The Bakhshali Manuscript was founded in 1881 near the village Bakhshali of the Yuzufzai subdivision of the Peshawar District (now in Pakistan). A tenant residing in the house of Inspector of Police Mian An-Wan-Udin while digging a stone enclosure in a ruined place of the Bakhshali village stumbled upon the ancient leaves of the manuscript. Inpsector Mian An-Wan-Udin took the manuscript to the Assistant Commissioner of Police who was to forward it to the Lahore Museum. But the manuscript was sent to the Lieutenant Governor of Punjab – who under the advice of General Alexander Cunningham – directed it to be passed on to Dr Rudolf Hoernle of the Calcutta Madrasa for study and publication.

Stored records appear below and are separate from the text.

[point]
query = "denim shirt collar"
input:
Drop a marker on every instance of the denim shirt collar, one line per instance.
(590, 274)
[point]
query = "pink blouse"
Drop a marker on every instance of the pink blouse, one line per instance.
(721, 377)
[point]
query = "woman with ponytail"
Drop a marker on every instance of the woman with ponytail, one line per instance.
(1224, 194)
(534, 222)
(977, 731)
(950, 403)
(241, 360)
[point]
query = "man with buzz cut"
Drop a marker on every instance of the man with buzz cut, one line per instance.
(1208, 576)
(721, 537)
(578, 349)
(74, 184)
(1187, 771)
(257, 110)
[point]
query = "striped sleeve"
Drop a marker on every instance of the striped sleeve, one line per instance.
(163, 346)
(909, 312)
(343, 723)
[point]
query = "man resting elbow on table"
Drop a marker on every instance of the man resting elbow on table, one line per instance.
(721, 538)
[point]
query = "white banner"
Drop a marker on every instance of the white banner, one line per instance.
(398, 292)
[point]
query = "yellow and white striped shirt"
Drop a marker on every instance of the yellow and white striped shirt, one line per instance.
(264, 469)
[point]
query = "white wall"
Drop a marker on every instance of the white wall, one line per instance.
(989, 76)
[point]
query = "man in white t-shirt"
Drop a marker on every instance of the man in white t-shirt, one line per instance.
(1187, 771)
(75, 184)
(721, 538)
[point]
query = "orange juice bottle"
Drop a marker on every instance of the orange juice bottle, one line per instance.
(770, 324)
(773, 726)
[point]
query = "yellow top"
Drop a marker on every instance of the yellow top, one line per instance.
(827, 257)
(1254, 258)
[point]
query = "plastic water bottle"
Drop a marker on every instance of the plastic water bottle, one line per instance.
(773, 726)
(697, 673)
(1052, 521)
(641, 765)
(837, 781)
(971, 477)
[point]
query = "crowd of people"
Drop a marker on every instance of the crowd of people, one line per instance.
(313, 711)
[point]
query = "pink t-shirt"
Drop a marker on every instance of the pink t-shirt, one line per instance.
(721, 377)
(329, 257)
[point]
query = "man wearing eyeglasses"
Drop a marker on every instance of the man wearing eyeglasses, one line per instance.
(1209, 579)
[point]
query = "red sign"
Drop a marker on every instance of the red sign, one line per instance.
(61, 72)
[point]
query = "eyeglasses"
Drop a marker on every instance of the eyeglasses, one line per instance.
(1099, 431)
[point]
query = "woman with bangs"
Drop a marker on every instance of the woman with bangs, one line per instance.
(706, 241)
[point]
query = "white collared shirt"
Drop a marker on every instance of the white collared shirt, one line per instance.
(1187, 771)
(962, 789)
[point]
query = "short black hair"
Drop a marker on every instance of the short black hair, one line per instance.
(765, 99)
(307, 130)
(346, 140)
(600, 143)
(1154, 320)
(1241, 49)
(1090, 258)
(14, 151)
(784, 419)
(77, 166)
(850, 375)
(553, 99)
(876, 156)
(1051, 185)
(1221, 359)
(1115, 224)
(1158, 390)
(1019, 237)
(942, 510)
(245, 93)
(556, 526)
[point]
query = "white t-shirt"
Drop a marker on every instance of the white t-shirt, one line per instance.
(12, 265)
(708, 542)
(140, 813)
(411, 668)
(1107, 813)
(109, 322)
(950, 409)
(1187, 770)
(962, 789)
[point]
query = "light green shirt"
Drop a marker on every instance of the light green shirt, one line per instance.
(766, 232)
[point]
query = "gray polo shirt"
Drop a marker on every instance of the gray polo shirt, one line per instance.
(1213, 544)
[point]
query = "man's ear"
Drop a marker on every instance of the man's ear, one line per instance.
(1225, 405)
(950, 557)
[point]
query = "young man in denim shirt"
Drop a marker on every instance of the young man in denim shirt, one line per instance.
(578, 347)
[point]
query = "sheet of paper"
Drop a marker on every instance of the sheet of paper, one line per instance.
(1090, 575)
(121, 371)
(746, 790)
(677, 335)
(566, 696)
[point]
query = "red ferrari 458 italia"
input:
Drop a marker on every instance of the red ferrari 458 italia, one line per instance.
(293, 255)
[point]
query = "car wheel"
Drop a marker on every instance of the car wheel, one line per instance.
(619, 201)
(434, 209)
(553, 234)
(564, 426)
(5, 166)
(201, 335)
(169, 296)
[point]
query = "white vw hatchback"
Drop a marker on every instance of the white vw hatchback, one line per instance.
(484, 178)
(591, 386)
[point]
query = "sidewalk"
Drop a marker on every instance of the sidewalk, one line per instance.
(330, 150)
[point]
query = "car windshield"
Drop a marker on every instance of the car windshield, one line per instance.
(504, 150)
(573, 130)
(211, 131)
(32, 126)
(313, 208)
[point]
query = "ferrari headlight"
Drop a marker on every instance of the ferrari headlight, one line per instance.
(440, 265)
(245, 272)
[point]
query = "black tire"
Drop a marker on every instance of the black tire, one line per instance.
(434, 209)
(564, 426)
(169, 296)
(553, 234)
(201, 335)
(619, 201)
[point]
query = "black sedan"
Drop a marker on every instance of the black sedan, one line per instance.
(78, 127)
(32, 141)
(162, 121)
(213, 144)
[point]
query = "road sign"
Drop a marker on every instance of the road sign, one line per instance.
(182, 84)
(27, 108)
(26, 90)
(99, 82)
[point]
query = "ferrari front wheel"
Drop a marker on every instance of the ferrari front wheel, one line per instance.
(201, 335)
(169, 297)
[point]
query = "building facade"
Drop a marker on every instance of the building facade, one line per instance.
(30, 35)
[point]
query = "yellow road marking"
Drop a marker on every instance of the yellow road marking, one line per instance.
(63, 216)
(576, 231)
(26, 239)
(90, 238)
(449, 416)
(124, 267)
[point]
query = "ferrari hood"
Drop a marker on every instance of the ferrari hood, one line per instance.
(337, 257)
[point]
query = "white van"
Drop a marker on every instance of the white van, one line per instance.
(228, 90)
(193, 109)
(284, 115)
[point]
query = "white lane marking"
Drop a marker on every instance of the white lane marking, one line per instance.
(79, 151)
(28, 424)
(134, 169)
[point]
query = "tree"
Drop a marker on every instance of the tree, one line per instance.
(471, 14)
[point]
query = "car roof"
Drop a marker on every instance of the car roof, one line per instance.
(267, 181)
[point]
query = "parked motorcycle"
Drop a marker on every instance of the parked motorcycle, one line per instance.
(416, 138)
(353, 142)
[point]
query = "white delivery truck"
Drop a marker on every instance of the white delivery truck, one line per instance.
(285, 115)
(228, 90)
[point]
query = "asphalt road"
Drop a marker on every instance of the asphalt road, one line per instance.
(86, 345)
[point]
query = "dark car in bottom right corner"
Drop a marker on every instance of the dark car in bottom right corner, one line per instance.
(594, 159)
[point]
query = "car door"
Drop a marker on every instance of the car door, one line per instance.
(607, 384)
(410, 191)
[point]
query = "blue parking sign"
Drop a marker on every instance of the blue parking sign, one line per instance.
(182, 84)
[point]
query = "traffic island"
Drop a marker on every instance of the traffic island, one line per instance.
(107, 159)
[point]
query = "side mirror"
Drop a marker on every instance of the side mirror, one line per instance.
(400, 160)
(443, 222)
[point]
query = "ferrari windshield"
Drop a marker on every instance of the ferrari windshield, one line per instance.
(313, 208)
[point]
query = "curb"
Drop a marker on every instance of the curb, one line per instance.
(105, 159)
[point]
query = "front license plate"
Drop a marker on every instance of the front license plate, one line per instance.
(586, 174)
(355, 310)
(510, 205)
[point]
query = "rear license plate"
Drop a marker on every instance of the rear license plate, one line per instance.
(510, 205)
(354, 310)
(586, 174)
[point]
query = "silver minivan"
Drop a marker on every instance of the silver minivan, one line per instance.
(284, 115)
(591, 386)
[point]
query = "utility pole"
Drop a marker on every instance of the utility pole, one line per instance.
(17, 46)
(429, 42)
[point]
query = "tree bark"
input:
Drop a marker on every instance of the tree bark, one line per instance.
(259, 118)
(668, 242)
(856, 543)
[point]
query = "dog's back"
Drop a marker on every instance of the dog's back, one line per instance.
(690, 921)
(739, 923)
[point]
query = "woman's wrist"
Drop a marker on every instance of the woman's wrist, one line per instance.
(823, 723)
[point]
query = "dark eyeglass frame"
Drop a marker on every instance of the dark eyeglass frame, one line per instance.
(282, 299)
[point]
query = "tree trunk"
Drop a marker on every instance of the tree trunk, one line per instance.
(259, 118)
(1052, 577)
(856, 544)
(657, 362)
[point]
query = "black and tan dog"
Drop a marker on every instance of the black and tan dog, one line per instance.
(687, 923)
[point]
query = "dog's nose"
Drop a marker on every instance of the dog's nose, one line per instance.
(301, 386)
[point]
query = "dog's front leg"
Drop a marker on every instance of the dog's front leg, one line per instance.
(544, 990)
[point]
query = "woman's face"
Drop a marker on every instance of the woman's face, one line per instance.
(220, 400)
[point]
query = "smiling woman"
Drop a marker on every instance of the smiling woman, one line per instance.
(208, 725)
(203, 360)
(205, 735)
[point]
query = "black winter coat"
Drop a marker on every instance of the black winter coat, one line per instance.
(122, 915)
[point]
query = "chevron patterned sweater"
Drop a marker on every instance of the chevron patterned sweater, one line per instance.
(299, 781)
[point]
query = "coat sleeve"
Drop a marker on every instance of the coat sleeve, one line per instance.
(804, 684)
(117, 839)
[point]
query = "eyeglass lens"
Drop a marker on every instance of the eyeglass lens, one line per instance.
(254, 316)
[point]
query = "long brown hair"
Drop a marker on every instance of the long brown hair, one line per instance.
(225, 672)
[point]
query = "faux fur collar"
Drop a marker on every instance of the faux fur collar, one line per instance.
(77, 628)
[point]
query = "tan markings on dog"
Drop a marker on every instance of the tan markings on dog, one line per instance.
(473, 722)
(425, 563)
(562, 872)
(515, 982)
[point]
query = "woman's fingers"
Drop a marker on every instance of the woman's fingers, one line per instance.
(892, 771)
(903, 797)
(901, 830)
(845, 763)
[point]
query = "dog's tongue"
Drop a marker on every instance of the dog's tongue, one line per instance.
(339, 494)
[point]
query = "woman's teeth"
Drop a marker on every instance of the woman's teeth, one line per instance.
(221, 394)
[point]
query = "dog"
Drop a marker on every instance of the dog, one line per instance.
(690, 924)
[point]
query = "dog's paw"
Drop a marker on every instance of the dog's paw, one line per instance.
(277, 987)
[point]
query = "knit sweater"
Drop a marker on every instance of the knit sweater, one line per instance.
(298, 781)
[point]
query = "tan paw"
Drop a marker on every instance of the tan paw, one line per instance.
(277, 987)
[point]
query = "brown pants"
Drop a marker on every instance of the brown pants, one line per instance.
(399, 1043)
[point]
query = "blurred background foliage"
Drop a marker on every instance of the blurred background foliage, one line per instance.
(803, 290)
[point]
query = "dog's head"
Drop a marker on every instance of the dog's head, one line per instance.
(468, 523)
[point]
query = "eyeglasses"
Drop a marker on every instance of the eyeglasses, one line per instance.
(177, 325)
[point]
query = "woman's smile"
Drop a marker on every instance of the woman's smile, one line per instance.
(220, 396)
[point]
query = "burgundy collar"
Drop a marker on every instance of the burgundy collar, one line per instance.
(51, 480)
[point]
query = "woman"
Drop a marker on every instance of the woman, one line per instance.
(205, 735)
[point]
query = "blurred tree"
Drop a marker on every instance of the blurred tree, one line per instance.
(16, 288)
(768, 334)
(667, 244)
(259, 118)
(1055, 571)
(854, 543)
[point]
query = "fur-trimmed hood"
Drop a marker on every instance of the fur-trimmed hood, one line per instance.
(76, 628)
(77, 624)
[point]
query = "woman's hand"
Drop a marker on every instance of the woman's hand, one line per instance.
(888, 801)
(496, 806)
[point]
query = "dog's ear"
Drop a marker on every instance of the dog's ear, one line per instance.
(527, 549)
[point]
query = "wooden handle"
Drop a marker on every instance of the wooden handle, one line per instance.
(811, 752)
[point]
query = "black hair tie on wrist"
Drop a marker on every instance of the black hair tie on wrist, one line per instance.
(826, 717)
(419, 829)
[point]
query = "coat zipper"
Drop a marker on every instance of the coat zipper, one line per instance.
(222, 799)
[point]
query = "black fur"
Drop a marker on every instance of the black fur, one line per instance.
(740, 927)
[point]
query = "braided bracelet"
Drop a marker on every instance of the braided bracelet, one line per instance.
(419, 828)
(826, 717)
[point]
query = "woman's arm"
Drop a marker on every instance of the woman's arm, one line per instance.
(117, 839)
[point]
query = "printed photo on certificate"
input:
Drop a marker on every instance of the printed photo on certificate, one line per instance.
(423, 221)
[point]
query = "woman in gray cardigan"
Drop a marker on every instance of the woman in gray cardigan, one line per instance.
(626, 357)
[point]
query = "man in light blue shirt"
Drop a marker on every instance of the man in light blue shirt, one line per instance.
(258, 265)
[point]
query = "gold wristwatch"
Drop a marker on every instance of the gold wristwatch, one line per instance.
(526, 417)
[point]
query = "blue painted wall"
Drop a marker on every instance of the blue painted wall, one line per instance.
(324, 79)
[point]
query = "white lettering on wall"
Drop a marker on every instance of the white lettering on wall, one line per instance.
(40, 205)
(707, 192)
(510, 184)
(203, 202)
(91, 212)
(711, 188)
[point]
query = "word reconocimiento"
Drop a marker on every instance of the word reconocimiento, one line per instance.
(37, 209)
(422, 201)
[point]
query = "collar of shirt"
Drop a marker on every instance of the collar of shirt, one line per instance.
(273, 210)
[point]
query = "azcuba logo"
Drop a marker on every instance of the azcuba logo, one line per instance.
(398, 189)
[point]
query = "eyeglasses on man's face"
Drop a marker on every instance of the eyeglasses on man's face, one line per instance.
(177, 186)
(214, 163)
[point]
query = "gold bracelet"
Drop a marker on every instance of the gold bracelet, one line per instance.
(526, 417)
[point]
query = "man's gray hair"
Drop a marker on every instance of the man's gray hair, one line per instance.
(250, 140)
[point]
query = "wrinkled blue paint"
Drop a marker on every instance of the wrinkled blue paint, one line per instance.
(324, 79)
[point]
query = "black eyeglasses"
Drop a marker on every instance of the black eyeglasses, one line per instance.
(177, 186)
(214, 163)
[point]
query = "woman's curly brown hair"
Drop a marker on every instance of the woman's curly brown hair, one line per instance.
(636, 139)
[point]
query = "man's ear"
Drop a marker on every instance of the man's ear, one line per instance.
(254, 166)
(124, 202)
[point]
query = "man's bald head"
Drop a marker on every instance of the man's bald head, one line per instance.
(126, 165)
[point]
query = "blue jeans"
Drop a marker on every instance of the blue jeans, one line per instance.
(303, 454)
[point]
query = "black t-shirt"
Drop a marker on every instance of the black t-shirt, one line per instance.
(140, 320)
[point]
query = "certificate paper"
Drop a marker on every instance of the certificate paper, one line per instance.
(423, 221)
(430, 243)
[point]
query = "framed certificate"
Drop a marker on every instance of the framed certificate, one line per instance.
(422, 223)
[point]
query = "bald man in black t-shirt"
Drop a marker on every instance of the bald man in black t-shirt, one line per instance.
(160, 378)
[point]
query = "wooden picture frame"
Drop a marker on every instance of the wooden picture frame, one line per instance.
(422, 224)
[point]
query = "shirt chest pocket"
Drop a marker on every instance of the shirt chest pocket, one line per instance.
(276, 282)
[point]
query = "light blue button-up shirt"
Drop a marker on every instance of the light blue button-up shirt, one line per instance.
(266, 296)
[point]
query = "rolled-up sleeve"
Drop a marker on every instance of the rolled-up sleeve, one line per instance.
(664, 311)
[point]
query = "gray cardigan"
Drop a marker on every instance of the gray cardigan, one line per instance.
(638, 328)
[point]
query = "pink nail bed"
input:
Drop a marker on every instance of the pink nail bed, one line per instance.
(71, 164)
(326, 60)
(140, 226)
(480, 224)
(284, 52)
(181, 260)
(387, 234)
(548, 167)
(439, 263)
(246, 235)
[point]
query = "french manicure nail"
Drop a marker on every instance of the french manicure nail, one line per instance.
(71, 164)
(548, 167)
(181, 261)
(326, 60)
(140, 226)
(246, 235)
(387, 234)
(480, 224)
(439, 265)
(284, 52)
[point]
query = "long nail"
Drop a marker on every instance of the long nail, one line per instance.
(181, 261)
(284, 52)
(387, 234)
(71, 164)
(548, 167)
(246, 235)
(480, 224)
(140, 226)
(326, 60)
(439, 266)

Dr Hoernle presented a description of the BM at the Asiatic Society of Bengal in 1882 and subsequently it was published in the Antiquary the next year. Its fuller account was presented by Dr Rudolf Hoernle at the Seventh Oriental Conference held at Vienna in 1886. In 1902, he presented the Bakshali Manuscript to the Bodleian Library, Oxford, where it remains in safety. As often with parchments and birch-bark leaves, only 70 leaves of birch bark of the BM survived at the time of discovery.
The origin of the Bakhshali Manuscript was literally drowned in a welter of claims. To begin with, Dr Rudolf Hoernle placed it between the 3rd and 4th centuries AD. Many other historians of mathematics – Moritz Cantor, F Cajori, B Datta, S N Sen, A K Bag, and R C Gupta – agreed with this dating. In 1927-1933 the Bakhshali manuscript was edited by G R Kaye and published with a comprehensive introduction, an English translation, and a transliteration together with facsimiles of the text. Kaye claimed that the manuscript dated from the twelfth century AD and he even doubted that it was of Indian origin!
But, M N Channabasappa, writing on the square root formula in the Bakhshali Manuscript, observed that five specific mathematical terms which did not occur in the works of Aryabhata and that strongly supported a date for the Bakhshali manuscript earlier than the 5th century. Historian L V Gurjar put the date not later than 300 AD. Indic scholar T Hayashi, writing in The Bakshali Manuscript: An Ancient Indian Mathematical Treatise (1995), claims that the date of the original is probably from the 7th century, but also the manuscript itself is a later copy which was made between the 8th century and the 12th century AD.
G G Joseph in The Crest of the Peacock tells us what the BM consists of: “The Bakhshali manuscript is a handbook of rules and illustrative examples together with their solutions. It is devoted mainly to arithmetic and algebra, with just a few problems on geometry and mensuration. Only parts of it have been restored, so we cannot be certain about the balance between different topics.” Now the way that the manuscript is laid out is quite unusual for an Indian document (which obviously made Kaye to prefer the hypothesis that it is not Indian at all – an idea in which we cannot see any merit). The Bakhshali manuscript gives the statement of a rule. There then follows an example given first in words, then using mathematical notation. The solution to the example is then given and finally a proof is set out.
The notation used is not unlike that used by Aryabhata but it does have features not found in any other document. Fractions are not dissimilar in notation to that used today, written with one number below the other. No line appears between the numbers as we would write today, however. Another unusual feature is the sign + placed after a number to indicate a negative. It is very strange for us today to see our addition symbol being used for subtraction. Equations are given with a large dot representing the unknown. A confusing aspect of Indian mathematics is that this notation was also often used to denote zero, and sometimes this same notation for both zero and the unknown are used in the same document., explains Ian Pearce in his The Bakhshali Manuscript which is now in The MacTudor History of Mathematics archive.
There are more to the mathematical content in the Bakhshali Manuscript as interpreted by different scholars on the historical merits which I reckon would require a different set of blogpieces to write on them.